We also estimated biological age of the samples as DNA methylation age, and used it to calculate age acceleration (residuals of the DNA methylation age regressed on actual age at sample). It has been shown that methylation data can be used to estimate the biological age of an individual.34 The predicted age can be used to measure “age acceleration,” that is, the difference between predicted and actual age. Age acceleration is highly heritable,34 significantly correlated with physical and cognitive fitness,36 and predicts all‐cause mortality later in life.37 We did not find any difference in age acceleration with MOM HR exposure, and no significant correlation of age acceleration with circulating blood metal levels.

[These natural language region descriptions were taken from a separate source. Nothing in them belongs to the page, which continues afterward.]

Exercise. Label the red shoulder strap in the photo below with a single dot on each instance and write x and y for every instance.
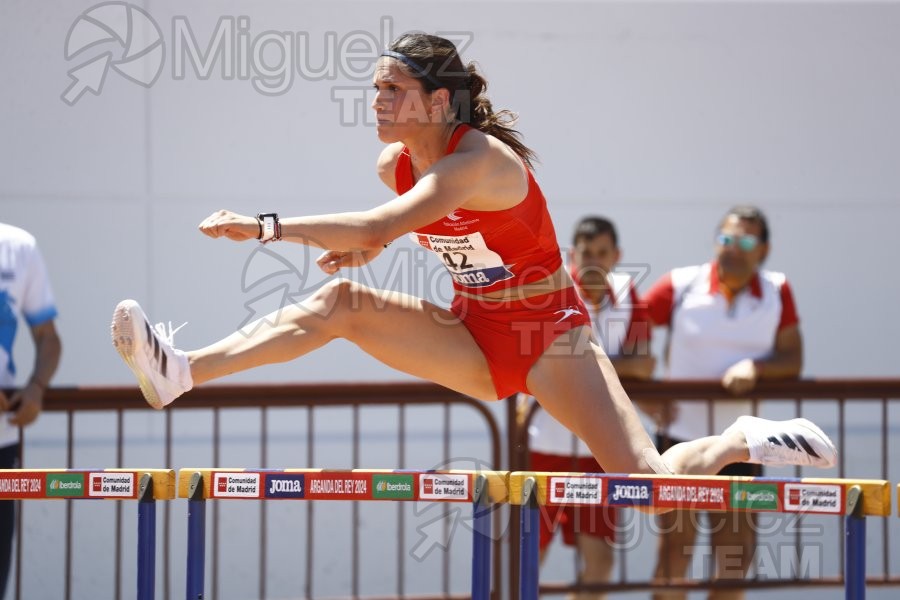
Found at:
(460, 131)
(403, 172)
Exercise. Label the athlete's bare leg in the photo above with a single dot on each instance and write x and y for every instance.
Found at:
(404, 332)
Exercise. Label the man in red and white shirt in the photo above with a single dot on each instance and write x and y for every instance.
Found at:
(732, 321)
(622, 328)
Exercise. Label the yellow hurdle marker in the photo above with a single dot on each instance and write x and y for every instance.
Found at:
(807, 495)
(144, 485)
(337, 484)
(479, 488)
(852, 498)
(68, 484)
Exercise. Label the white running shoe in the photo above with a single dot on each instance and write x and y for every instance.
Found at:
(161, 370)
(780, 443)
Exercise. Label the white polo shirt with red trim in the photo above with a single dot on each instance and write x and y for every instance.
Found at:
(619, 322)
(708, 334)
(24, 290)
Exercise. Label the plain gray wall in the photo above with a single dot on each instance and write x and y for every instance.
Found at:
(657, 115)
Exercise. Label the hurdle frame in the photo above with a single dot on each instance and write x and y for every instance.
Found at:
(530, 491)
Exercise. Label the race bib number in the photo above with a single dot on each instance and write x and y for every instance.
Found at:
(468, 259)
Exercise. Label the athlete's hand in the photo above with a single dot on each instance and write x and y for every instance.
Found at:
(332, 260)
(26, 405)
(224, 223)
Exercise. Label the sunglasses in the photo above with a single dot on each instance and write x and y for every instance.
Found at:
(746, 243)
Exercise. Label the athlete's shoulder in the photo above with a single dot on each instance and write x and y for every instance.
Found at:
(16, 236)
(387, 164)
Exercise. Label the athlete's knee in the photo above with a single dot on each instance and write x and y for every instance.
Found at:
(340, 302)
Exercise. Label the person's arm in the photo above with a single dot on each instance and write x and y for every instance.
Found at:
(28, 401)
(635, 360)
(659, 301)
(478, 172)
(637, 366)
(786, 361)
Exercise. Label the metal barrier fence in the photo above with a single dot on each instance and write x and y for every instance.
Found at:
(72, 411)
(146, 486)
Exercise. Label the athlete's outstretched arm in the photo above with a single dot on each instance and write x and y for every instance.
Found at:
(450, 183)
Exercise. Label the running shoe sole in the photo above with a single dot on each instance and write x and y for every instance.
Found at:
(126, 317)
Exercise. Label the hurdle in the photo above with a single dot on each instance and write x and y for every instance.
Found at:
(144, 485)
(482, 489)
(854, 499)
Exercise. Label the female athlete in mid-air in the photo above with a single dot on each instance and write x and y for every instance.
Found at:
(465, 190)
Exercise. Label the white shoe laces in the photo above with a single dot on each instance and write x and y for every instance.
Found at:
(168, 335)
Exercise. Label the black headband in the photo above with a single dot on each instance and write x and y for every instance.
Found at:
(416, 67)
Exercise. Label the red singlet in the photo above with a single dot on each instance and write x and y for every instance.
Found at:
(495, 250)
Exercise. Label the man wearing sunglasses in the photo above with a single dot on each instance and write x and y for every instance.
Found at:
(733, 321)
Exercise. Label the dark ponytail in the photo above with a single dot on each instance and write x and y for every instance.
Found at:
(435, 62)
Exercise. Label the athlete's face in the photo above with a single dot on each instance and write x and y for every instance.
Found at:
(402, 106)
(739, 250)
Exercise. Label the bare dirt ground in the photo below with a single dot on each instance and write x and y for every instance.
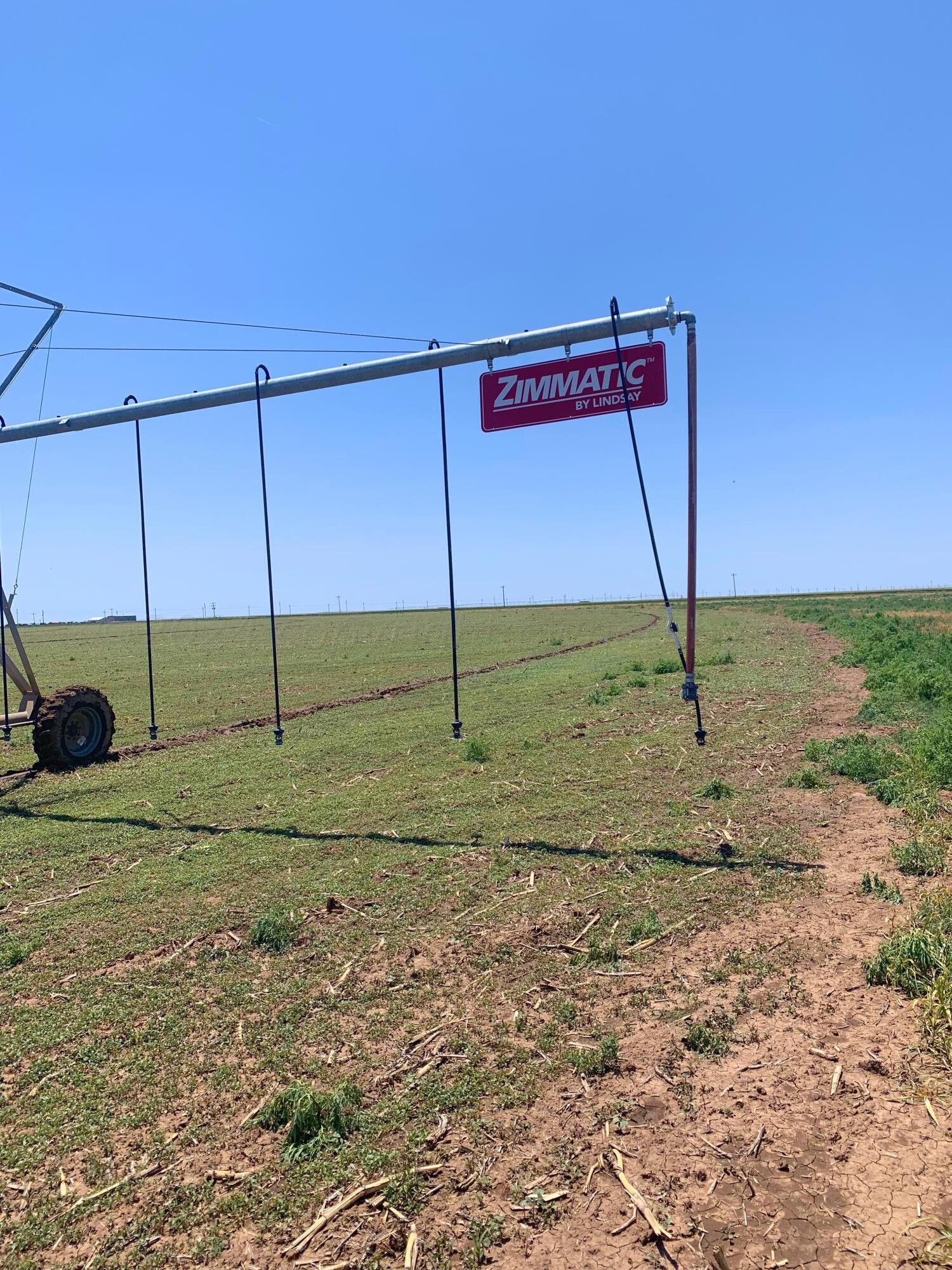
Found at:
(808, 1146)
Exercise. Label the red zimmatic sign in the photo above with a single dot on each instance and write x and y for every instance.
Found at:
(573, 388)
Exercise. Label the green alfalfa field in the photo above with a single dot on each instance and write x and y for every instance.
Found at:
(224, 965)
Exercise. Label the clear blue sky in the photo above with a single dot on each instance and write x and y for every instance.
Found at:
(463, 172)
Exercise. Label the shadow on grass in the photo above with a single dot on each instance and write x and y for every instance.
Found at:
(667, 855)
(219, 831)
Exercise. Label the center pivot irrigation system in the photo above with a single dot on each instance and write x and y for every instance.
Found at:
(76, 726)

The study was well‐powered to detect large methylation effects (∼100% power for differences over 25%), and the results indicate that such large effects are absent.38 The power for smaller effects dropped sharply (with <50% power to detect methylation differences of 20% at genome‐wide significance level), so that much larger samples will be needed to clarify the presence and extent of small methylation changes. For example, an estimated sample of 500 cases, 500 controls would be required to achieve over 80% power to detect a 5% case/control difference.38

In summary, our data suggest that systemic metal exposure at the level experienced by patients with well‐functioning metal‐on‐metal prostheses does not associate with large‐effect genomic DNA methylation differences in circulating cells when compared to age, sex, and time since surgery matched patients who had received a non‐MOM bearing total hip replacement. The changes that may occur in the local tissues surrounding the joint which are likely to be exposed to much higher levels of metal debris have not been examined in this study. Additionally, our study did not include patients with extreme levels of metal exposure, and large samples will be needed to clarify the presence of more subtle methylation changes than examined here.

AUTHORS' CONTRIBUTIONS

JMW and AG designed the study. KS performed blood DNA extractions. JS designed and performed all computational analyses. All authors contributed to interpretation of the analyses. JS, KS, and JMW wrote the manuscript. JS, KS, JMW, EZ, and AG edited the manuscript. All authors read and approved the final manuscript.